The problem

During the last two weeks, I have been experimenting with several Stable Diffusion models and found them highly efficient in generating high-quality images. With ControlNet, generating many ideas by simply sketching has become much easier. Nevertheless, I encountered several challenges in generating an image from a VRoid 3D model with a photo background. I aimed to retain the original background while rendering it in a specific style. But, I found it really hard to generate an image with a specific style and maintain its clarity at the same time. Luckily, after several trials and errors, I was able to generate an output that didn’t look too bad.

Original Image Generated with VRoid
Original Image Generated with VRoid

ControlNet Only

Initially, my approach was to increase the weight and guidance ratio in ControlNet, but I failed in this attempt. Raising them too high resulted in a fuzzy and chaotic image, particularly the facial features. However, decreasing the weight led to the model’s influence becoming more prominent, causing the image to lose its original look. Hence, I found it hard to use ControlNet as a simple filter.

A fuzzy image from ControlNet weight=0.95, guidance ratio=0.95
To my surprise, the controlnet didn’t persist the original image’s pixel when the ratio & weights were both high(weight=0.95, guidance ratio=0.95)

Image-to-Image Generation

Image-to-Image Generation was included in diffusers’s StableDiffusionImg2ImgPipeline, only unique parameter to adjust is strength. When the strength is set to a very low value, the image tends to appear more original. As the strength is increased, more changes are noticeable in the output. However, I faced an issue: I couldn’t adjust the character and background individually.

Background and character changed simultaneously after strength raised
Background and character changed simultaneously after strength was raised

With ControlNet

After that, I tried adding ControlNet to see if it could improve the outcome. However, I discovered that when the strength was set to a low value, the initial image had a greater influence, and the prompt words had minimal impact on the final output. On the other hand, as the strength was increased, the outcome was similar to that of ControlNet alone.
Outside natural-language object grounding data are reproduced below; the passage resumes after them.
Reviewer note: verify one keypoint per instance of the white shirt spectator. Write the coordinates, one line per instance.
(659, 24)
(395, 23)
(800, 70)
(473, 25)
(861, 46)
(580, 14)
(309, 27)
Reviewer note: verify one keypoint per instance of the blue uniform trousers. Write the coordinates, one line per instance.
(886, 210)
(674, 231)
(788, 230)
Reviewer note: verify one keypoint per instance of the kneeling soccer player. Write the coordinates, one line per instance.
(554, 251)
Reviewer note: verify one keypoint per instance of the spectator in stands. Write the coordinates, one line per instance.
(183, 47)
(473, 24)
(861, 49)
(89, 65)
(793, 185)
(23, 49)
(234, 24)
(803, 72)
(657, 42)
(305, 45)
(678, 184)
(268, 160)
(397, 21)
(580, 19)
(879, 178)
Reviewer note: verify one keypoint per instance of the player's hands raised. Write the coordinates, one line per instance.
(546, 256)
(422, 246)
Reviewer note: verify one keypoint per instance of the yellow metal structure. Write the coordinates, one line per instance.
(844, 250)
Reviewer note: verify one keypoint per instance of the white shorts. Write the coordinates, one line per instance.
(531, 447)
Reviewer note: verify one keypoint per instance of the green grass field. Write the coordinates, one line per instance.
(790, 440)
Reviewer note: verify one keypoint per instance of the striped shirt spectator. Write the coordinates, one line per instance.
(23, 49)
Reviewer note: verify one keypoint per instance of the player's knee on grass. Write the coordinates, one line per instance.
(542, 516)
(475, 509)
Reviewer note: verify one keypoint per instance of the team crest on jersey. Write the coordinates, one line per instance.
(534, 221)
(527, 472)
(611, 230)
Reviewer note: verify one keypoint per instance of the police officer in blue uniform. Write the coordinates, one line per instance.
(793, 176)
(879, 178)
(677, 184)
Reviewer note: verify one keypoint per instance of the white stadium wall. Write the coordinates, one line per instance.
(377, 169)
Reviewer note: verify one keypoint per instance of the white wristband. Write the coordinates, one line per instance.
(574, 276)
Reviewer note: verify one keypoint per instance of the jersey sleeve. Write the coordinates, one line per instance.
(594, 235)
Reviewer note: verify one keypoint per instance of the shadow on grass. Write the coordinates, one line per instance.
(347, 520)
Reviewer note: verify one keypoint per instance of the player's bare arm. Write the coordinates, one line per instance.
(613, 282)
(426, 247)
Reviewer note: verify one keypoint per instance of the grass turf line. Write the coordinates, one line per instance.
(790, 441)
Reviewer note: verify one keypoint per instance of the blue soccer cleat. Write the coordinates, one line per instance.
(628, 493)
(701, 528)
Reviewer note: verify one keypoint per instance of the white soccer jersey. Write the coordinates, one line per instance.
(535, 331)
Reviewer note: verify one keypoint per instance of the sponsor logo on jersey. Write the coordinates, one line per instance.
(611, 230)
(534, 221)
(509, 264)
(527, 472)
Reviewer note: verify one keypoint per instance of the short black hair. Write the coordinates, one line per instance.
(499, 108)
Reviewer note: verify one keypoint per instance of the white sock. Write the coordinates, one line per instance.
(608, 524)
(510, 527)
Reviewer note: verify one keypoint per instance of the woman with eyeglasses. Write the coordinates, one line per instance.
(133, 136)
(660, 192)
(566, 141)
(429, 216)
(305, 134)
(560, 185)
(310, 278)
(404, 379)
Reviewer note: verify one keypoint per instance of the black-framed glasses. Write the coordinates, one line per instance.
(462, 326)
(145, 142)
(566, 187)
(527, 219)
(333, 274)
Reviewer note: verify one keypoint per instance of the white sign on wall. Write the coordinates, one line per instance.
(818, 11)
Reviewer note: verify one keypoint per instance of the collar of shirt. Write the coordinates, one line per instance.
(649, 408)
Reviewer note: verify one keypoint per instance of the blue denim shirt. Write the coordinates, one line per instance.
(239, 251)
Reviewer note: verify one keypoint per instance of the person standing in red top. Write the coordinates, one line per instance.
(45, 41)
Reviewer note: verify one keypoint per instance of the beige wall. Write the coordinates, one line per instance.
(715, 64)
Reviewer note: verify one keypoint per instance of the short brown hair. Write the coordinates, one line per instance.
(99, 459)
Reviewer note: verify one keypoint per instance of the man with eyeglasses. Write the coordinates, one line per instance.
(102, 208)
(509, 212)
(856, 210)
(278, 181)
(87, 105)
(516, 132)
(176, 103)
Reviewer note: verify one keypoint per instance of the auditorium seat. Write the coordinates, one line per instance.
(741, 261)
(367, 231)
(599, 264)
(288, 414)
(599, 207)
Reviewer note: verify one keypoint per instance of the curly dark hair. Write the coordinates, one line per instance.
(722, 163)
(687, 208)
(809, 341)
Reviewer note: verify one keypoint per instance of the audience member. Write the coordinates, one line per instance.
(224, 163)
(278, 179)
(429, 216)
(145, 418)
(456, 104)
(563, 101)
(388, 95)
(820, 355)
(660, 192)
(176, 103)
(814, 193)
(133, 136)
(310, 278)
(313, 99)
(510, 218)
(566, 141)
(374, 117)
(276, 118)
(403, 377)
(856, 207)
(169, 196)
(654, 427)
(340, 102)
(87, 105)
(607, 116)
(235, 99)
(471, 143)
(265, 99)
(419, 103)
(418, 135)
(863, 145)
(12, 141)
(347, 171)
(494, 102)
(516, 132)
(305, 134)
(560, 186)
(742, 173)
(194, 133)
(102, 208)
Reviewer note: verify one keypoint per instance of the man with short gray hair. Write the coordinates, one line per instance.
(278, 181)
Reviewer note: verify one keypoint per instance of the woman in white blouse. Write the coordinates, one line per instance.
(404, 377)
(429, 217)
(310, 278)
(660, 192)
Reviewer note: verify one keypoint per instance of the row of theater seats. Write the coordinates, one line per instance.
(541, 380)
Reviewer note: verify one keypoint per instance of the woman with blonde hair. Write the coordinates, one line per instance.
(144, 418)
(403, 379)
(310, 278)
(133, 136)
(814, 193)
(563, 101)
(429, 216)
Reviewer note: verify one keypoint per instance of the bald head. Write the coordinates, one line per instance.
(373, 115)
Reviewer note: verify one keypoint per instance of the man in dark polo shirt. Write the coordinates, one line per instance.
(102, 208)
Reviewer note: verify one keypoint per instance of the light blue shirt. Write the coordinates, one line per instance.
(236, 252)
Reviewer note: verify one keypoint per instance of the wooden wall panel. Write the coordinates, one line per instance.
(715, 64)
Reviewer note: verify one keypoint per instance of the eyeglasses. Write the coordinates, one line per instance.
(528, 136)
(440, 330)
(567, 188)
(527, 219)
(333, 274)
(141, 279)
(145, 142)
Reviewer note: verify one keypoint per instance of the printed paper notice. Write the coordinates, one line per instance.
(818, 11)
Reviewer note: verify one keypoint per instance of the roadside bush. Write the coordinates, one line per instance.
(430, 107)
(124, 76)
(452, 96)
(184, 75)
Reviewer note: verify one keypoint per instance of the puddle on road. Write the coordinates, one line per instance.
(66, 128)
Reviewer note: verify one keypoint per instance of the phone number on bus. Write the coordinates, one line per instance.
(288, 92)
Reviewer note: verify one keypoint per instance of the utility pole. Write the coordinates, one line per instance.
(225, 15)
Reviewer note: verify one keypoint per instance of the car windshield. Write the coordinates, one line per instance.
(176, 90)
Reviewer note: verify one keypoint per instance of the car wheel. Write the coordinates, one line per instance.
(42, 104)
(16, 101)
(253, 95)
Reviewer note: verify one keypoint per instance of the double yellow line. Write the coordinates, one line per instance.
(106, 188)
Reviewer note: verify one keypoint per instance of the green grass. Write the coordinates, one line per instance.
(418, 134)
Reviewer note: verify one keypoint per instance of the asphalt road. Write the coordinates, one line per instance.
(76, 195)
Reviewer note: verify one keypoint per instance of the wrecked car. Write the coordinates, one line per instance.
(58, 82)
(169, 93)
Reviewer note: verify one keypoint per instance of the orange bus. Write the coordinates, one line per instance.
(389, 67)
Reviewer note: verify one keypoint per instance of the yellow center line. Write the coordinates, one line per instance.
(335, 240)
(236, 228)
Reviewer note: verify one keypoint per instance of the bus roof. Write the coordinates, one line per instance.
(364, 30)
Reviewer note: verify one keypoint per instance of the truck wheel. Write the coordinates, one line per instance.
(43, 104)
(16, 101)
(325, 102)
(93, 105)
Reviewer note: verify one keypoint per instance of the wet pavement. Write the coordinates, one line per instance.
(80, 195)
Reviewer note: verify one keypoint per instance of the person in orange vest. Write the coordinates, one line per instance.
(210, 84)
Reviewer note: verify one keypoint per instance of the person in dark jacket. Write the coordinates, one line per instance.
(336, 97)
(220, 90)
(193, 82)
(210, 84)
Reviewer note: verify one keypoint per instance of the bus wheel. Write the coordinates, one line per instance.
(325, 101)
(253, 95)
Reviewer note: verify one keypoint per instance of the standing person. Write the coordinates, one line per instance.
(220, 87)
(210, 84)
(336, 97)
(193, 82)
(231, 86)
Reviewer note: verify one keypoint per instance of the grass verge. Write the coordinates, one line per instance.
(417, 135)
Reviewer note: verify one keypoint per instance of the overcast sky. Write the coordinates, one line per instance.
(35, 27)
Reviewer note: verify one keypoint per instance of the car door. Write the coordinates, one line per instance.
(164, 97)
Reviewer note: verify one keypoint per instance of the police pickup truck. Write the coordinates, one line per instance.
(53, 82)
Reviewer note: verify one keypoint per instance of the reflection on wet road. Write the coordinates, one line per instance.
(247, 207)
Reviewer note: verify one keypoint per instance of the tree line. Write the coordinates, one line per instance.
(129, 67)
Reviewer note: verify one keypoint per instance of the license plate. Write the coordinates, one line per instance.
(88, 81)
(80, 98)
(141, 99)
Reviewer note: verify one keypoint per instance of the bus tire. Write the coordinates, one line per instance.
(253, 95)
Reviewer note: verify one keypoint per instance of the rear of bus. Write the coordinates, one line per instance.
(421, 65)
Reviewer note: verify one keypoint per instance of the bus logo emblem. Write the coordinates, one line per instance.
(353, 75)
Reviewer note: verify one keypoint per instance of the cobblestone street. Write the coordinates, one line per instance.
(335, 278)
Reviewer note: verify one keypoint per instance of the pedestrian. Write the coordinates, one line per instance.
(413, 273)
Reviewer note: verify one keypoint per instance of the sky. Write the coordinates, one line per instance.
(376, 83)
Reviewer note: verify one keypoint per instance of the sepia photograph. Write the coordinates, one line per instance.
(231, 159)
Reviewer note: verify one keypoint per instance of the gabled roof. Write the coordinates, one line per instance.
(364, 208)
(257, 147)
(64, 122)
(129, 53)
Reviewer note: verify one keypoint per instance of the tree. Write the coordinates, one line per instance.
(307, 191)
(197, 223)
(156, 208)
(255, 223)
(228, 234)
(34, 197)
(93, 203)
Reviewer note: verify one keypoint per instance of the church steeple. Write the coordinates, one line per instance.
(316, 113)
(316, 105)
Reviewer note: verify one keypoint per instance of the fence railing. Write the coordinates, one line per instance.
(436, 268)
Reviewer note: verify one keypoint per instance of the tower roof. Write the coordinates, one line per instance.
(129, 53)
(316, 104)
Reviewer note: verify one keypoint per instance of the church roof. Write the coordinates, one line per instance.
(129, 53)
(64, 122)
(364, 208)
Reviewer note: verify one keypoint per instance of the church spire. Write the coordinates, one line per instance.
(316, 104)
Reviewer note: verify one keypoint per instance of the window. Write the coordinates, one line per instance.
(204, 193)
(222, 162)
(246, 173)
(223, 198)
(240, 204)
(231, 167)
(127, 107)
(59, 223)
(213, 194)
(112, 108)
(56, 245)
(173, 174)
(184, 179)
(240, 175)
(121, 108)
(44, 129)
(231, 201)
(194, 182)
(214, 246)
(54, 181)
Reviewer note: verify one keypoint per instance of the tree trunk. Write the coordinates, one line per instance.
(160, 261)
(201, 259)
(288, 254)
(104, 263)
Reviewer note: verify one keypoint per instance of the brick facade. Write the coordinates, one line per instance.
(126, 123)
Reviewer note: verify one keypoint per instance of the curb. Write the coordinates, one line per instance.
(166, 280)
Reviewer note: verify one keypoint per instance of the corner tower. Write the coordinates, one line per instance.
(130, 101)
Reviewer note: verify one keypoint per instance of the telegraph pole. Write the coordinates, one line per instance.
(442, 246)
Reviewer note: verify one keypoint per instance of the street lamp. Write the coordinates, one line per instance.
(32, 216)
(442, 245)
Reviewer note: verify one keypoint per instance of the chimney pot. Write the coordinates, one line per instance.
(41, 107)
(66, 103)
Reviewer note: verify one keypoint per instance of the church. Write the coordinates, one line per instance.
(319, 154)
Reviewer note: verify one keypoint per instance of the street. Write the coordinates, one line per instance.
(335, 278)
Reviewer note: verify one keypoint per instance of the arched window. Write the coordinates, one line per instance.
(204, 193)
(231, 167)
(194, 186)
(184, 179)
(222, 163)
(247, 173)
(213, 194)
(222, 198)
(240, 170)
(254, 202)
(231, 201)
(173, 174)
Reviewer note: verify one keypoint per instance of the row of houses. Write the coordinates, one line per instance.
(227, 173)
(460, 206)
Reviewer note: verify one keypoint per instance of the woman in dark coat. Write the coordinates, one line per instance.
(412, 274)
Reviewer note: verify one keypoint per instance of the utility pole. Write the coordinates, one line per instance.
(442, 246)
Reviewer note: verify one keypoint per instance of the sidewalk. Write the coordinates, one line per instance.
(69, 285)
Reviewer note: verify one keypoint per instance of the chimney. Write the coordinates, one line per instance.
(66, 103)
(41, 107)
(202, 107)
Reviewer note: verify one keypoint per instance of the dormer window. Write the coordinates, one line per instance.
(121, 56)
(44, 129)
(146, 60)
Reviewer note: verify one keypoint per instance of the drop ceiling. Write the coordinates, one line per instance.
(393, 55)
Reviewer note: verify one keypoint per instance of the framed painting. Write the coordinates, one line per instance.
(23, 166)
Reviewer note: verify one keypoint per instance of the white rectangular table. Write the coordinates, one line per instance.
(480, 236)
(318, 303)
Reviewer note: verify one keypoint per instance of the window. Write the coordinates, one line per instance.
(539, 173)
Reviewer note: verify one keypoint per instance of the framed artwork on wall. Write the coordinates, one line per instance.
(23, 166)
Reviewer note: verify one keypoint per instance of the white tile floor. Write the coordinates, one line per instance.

Even in high weight and guidance ratio, the images looks same as the original
Even in high weight and guidance ratio, the images looks same as the original(Maybe the consistency of the background improved).

Mask + ControlNet

Finally, I concluded that the correct methodology would be to replace the character and fix the background by using an inpaint mask and using ControlNet to generate the character. To test this approach, I created a mask of the same size using MS Paint:

First Mask Image

However, the output appeared crudely photoshopped:

bad sample

I suspected that it happened because the ControlNet weight and ratio were too low. After I increased the ratios until the pose was fixed, the output improved:

good sample

Nevertheless, the image still appeared patched together and did not look natural. Maybe I’ll finetune some parameters later, but it’s good for now.

Final Thought

After spending several hours adjusting the parameters, I came to the realization that it may not be easy to generate a specific structured image with an elegant look using these methods at this stage. Maybe, further testing and grid searching parameters may result in better outcomes. However, when replacing the image and the model, maybe I need to search for the proper parameters again. Nonetheless, the potential of Stable Diffusion models and ControlNet in generating high-quality images is worth the effort.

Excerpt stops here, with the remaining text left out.